Connection between Phantom and Spatial Correlation in the Kolmogorov-Johnson-Mehl-Avrami-model: A brief review

TL;DR

This review traces the evolution of the Kolmogorov-Johnson-Mehl-Avrami model from its inception in the 1930s, emphasizing the role of phantom nuclei and spatial correlation in phase transformation kinetics.

Contribution

It highlights theoretical developments that move beyond the concept of phantom nuclei by incorporating spatial correlation among nuclei.

Findings

Spatial correlation is fundamental in modeling phase transformation kinetics.

Theoretical approaches have evolved to better account for nuclei interactions.

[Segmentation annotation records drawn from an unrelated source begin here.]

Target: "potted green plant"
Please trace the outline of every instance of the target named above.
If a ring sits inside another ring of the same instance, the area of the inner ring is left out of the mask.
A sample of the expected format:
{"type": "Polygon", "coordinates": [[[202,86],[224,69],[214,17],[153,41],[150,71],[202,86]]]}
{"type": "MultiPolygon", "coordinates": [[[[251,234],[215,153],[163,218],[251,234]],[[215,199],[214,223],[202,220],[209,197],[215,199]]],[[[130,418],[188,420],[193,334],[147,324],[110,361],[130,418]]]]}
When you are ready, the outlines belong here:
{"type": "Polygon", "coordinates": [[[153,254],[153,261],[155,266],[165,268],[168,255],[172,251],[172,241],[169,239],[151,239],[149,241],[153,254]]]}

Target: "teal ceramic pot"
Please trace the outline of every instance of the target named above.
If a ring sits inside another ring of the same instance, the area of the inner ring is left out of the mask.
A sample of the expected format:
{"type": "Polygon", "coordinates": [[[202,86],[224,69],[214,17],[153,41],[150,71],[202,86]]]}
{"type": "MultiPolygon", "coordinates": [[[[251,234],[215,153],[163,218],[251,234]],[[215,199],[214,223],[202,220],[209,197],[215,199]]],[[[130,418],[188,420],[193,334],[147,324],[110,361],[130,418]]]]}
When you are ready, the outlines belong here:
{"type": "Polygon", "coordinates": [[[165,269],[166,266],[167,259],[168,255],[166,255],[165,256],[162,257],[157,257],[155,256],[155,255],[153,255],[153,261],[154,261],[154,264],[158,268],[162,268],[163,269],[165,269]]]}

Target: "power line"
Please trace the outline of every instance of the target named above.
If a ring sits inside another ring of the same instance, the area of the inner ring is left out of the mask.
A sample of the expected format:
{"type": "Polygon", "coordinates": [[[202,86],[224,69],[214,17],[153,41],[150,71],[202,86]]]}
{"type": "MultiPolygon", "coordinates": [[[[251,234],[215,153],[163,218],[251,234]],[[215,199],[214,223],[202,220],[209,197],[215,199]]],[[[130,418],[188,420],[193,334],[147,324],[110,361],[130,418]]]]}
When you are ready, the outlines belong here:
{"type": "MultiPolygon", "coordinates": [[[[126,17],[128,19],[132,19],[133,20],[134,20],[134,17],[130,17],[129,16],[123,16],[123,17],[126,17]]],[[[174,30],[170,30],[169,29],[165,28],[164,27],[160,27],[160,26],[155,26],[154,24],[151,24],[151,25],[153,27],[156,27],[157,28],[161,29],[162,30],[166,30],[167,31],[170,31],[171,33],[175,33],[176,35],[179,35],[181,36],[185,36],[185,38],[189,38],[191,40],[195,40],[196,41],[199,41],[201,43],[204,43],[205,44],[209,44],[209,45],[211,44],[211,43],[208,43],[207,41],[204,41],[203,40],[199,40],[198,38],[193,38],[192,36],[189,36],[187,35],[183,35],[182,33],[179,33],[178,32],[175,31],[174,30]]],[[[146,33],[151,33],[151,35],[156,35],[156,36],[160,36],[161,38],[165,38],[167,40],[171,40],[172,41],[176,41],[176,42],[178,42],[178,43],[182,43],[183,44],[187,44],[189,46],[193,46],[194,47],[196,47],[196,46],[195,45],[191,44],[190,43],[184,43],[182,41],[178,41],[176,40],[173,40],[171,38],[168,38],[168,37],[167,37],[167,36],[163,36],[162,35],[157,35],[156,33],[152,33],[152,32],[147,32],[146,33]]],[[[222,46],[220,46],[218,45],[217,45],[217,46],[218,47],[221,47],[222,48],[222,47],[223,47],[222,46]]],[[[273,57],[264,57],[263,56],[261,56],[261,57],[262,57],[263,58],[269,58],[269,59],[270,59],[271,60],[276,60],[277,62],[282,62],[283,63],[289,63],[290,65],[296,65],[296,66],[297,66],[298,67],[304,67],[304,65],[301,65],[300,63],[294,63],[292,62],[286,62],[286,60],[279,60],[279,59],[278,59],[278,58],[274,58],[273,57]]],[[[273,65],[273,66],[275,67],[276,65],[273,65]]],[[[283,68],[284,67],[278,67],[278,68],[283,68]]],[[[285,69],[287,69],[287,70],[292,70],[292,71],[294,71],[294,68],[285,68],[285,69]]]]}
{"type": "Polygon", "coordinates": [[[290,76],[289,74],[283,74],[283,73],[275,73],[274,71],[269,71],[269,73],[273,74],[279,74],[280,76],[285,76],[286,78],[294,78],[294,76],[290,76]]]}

The concept of phantom nuclei has been revisited and extended in recent models.

Abstract

The goal of this minireview is restricted to describe how the Kolmogorov-Johnson-Mehl-Avrami model has evolved from its birth up to the present day. The model, which dates back to the late of 1930s, has the purpose of describing the kinetics of a phase transformation. Given the nature of this article, although there are hundreds (if not thousands) of experimental data concerning the most disparate topics, which are interpreted on the basis of the KJMA model, no arguments relating to these, will be touched upon. Starting from the ingenious concept of phantom nuclei, firstly introduced by Avrami to get the exact kinetics, we review theoretical approaches which overcome such concept. We will show how spatial correlation among nuclei plays a fundamental role in these modelings.